Eiffel Tower Gets a Security Upgrade and Then Some

See-through panels are being set up at the north and south ends of the site
By Newser Editors and Wire Services
Posted Jun 16, 2018 4:00 PM CDT
Eiffel Tower Gets a Security Upgrade and Then Some
Bernard Gaudillere, president of the SETE, Eiffel Tower Exploitation Society poses in front of a new security bulletproof glass barrier under construction around the Eiffel Tower in Paris, France, Thursday, June 14, 2018.   (AP Photo/Francois Mori)

Goodbye metal fencing, hello glass walls: Paris authorities are building a permanent security belt around the Eiffel Tower, replacing the current fencing around it with more visually appealing bulletproof glass walls, reports the AP. The company operating France's most-visited monument says see-through panels are being set up at the north and south ends of the site. Each panel, made from over 2.36-inch thick armored glass, measures nearly 10 feet high and weighs 1.5 tons. In all, 450 glass panels will compose the two walls north and south of the monument. Two graphic grids have been erected on the two other sides of the site and bollards against vehicle ramming attacks will be set up all around. The president of the Société d'Exploitation de la Tour Eiffel, which runs the monument, described the new walls as "rock-solid for absolute security," per the BBC. French soldiers and police will keep patrolling outside and inside the area, as they have done since the deadly November 2015 attacks in the French capital.

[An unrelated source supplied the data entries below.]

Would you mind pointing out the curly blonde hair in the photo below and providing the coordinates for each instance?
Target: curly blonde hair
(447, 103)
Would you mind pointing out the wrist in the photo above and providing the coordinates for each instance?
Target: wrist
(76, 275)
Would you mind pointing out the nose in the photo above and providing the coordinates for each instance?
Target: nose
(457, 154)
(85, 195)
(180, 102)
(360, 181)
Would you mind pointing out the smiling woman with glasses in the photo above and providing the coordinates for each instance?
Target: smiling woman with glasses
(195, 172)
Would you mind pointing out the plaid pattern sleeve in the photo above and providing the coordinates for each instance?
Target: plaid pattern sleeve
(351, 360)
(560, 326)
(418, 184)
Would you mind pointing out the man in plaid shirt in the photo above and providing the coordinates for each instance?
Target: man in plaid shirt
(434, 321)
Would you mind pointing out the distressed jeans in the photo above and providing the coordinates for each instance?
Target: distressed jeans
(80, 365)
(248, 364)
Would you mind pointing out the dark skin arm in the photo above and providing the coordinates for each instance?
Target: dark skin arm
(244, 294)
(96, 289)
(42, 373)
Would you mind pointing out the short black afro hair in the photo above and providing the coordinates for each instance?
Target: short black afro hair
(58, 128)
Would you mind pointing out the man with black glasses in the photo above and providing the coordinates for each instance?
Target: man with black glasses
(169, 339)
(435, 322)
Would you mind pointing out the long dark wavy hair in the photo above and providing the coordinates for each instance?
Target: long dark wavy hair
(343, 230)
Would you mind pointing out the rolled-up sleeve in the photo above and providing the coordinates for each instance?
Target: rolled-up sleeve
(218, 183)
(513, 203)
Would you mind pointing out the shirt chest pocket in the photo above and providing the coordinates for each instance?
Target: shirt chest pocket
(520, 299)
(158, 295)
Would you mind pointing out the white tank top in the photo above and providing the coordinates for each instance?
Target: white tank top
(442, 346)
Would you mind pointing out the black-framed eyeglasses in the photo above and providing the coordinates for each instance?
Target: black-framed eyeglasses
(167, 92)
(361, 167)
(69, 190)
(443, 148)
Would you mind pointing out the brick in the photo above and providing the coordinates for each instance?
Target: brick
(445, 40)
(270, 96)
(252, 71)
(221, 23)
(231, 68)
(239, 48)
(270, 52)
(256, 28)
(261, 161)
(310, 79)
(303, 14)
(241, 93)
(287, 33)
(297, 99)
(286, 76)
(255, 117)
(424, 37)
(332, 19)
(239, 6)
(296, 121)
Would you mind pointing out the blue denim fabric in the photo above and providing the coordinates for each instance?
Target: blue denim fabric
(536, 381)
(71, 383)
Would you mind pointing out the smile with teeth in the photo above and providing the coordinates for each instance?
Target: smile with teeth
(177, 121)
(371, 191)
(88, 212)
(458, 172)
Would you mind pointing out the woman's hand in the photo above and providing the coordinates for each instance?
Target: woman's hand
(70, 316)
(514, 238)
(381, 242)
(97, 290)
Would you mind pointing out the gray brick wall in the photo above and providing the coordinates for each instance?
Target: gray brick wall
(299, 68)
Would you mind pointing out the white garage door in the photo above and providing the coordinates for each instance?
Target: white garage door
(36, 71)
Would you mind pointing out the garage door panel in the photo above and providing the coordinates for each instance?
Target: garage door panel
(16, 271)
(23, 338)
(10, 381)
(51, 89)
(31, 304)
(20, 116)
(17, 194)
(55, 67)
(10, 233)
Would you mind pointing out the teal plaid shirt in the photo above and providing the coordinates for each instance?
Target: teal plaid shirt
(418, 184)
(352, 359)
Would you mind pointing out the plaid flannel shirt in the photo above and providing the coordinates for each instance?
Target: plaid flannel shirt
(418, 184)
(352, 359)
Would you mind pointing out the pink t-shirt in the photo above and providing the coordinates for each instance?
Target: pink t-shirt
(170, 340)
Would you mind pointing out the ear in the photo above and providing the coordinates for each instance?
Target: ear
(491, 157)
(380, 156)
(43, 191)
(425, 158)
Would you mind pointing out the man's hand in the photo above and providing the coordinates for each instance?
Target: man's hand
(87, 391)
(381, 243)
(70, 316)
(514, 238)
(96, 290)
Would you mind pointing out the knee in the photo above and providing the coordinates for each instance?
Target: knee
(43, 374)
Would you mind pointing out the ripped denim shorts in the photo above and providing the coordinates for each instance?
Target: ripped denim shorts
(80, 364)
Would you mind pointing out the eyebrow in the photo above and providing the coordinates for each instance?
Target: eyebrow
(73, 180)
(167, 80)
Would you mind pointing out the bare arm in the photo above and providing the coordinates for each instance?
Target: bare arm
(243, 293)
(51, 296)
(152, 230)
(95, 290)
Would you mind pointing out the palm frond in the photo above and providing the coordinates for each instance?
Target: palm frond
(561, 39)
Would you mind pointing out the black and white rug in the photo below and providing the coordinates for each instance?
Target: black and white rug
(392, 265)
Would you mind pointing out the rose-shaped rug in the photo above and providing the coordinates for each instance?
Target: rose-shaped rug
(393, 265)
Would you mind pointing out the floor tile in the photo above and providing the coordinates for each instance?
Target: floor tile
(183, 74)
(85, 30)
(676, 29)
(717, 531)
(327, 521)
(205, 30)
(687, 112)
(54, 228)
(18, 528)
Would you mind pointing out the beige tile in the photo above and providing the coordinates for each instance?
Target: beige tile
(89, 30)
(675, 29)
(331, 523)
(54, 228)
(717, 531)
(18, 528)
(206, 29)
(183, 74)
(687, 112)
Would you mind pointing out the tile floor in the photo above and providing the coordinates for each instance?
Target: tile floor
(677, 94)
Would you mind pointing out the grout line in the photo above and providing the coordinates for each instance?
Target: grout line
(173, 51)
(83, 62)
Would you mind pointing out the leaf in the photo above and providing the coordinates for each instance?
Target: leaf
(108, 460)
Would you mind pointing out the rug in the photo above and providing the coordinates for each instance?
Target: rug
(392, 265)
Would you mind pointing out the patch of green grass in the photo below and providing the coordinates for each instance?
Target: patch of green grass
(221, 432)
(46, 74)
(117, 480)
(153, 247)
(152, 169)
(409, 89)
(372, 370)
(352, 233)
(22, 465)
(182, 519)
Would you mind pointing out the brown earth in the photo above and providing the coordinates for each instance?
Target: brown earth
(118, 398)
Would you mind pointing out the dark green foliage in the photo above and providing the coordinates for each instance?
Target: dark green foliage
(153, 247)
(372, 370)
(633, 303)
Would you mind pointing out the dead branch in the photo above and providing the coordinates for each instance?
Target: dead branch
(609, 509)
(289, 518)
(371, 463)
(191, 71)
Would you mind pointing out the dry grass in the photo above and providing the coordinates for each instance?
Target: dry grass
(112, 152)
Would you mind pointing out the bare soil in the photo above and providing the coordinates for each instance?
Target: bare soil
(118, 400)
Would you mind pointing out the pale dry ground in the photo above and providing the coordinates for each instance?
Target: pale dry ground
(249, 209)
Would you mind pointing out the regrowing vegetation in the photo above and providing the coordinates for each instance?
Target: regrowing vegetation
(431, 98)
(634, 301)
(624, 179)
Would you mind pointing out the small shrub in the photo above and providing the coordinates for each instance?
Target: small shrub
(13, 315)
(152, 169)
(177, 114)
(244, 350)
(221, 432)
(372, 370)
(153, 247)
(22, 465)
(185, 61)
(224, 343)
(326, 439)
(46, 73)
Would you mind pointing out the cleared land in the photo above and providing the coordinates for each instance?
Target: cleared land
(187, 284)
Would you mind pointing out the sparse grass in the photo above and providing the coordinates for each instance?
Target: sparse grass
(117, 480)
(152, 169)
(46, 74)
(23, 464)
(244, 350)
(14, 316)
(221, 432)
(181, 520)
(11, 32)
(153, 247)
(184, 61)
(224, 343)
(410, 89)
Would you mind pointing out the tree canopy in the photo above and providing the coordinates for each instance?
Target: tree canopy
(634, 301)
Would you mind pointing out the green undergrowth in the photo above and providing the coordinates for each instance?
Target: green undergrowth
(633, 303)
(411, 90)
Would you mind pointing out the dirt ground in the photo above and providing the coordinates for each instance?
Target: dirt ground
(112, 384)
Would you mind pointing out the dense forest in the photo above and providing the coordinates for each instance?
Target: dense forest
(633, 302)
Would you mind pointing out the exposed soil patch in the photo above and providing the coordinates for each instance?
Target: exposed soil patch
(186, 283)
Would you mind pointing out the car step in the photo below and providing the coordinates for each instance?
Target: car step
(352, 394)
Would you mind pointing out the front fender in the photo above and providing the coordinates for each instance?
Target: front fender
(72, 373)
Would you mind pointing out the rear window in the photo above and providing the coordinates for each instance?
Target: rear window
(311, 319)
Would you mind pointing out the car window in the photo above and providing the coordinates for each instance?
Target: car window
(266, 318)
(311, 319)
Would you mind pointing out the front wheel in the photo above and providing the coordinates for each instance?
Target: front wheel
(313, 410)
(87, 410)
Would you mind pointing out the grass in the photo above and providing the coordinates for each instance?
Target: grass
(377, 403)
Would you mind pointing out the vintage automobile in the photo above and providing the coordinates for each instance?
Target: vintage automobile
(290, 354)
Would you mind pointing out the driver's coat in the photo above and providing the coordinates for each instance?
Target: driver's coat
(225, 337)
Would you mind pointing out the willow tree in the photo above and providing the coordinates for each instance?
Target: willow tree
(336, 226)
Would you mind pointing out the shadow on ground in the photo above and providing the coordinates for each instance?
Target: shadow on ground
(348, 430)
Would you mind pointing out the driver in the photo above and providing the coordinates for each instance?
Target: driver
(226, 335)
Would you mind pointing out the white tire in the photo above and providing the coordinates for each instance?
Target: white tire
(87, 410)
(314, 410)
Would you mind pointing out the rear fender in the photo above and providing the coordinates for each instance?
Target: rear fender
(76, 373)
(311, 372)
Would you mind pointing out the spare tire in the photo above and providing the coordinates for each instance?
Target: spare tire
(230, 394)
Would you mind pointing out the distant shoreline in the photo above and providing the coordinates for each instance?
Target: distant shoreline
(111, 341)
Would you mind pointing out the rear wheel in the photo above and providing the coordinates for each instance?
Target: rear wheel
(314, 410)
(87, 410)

The glass walls being installed allow visitors to admire the views from the nearby Champ-de-Mars gardens to the other side of the Seine River that cuts through Paris. The renovation is part of a $350 million project announced last year to modernize the 129-year-old tower. The security renovation should be completed by September. "When you are on site, you see that the 3-meter high walls, compared to the scale of the monument, are absolutely not visible," said Jose Luis Fuentes, one of the architects in charge of the project. "It will really look as if the square (under the Eiffel Tower) was open." Between 6 and 7 million people visit the Eiffel Tower every year. The Eiffel Tower hasn’t always been so popular, according to NPR. Early critics called it a "truly tragic street lamp," a "carcass waiting to be fleshed out with freestone or brick," and "a half-built factory pipe."